# An Introduction to Descriptive Statistics!

In [4]:
# Some Handy Dandy Import Statements to Start Off Our Handy Dandy Little Tutorial
from scipy import stats
import math
import numpy as np
import pandas as pd
import seaborn as sns
import matplotlib.pyplot as plt

---

At this point in our course, we've had plenty of time, experience, and practice in manipulating our data. 

However, to really _understand_ our data and underlying patterns across it, we need to dive a layer deeper into the mathematics behind data mechanics and dynamics.

In order to be able to draw conclusions from our data, we need to be able to **describe and interpret our data**.
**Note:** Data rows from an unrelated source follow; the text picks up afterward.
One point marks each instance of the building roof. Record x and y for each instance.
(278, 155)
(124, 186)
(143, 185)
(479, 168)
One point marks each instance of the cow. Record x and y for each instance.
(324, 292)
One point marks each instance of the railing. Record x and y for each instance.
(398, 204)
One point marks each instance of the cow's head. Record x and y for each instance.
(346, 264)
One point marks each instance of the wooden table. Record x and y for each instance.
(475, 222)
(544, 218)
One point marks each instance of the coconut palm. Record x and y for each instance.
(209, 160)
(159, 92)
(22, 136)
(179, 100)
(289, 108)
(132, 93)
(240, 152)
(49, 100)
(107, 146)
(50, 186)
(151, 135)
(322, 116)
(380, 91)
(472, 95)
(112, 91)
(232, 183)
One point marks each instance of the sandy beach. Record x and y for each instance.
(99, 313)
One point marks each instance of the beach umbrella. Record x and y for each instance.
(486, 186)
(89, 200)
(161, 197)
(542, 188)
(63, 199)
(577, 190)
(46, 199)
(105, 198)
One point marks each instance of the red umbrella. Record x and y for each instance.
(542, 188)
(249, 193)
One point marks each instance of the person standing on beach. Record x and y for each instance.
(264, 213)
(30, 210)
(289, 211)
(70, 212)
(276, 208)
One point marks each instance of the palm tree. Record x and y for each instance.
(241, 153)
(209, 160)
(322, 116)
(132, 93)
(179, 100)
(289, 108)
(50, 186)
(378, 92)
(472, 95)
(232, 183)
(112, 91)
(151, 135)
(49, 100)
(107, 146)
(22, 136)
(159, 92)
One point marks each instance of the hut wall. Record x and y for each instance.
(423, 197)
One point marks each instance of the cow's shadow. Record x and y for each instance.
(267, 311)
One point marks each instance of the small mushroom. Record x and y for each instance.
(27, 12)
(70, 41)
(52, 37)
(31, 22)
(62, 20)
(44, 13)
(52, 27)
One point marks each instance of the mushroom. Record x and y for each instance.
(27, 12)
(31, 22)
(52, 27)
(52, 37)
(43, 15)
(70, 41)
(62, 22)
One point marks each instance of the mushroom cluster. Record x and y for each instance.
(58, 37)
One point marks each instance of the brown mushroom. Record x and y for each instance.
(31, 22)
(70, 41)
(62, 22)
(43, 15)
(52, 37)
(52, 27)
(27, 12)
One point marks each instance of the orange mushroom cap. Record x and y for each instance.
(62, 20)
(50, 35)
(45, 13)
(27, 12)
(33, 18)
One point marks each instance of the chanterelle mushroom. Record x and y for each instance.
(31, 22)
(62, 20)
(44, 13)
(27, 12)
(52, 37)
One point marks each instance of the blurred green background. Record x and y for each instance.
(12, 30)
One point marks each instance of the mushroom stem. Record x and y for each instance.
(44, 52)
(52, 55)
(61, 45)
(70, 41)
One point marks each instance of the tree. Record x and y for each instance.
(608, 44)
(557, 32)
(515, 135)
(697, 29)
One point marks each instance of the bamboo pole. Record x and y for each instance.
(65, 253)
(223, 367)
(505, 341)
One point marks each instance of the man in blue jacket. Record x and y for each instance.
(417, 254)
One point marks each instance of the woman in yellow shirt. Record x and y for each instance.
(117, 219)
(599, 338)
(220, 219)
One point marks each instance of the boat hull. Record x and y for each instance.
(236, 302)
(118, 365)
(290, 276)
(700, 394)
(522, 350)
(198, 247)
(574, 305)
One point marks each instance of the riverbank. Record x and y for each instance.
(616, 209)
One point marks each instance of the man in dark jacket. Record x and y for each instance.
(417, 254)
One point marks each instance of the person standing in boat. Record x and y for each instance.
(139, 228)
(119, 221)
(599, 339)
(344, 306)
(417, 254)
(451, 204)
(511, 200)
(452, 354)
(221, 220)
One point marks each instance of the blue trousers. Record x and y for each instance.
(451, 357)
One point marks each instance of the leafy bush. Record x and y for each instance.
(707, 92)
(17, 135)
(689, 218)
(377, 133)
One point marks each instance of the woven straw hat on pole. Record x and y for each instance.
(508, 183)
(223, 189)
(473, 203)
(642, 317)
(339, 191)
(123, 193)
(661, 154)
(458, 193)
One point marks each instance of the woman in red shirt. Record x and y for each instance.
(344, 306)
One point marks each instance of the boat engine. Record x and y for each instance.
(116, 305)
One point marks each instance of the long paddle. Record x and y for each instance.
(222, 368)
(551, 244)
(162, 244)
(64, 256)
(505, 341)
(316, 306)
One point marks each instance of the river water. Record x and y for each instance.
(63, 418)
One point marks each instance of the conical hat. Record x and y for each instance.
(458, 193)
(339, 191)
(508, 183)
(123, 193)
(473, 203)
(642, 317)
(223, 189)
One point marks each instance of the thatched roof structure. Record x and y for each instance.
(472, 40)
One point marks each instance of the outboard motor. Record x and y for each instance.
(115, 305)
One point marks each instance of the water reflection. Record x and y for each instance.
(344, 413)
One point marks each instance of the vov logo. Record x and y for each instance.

This will become essential for more advanced data science concepts in data visualization, machine learning, and deep learning. 

## Statistics involves collecting, interpreting, describing behaviors, and inferring trends across data.

We generally describe the realm of _statistics_ to be broken up into **two** major fields:

### 1. Descriptive Statistics

Descriptive Statistics involves describing, presenting, summarizing and organizing your data (population-based), either through numerical calculations or data visualization methods (e.g. graphs, tables). 

### 2. Inferential Statistics

Inferential Statistics allows us to infer trends and make assumptions/assertions about a population based on a study of a sample taken from it. 

Generally, the more inferential a statistical analysis becomes, the deeper and more complex we get with our mathematics. 

### At this point in the course, we'll be focusing primarily on descriptive statistics in order to describe patterns, trends, distributions, and behaviors across our data.

Let's take a dive into applying descriptive statistics to explain our data!

---

## Measures of Central Tendency

In statistics, we often find that describing data by "averages" allows us to more often make more powerful assertions regarding the data as a whole. 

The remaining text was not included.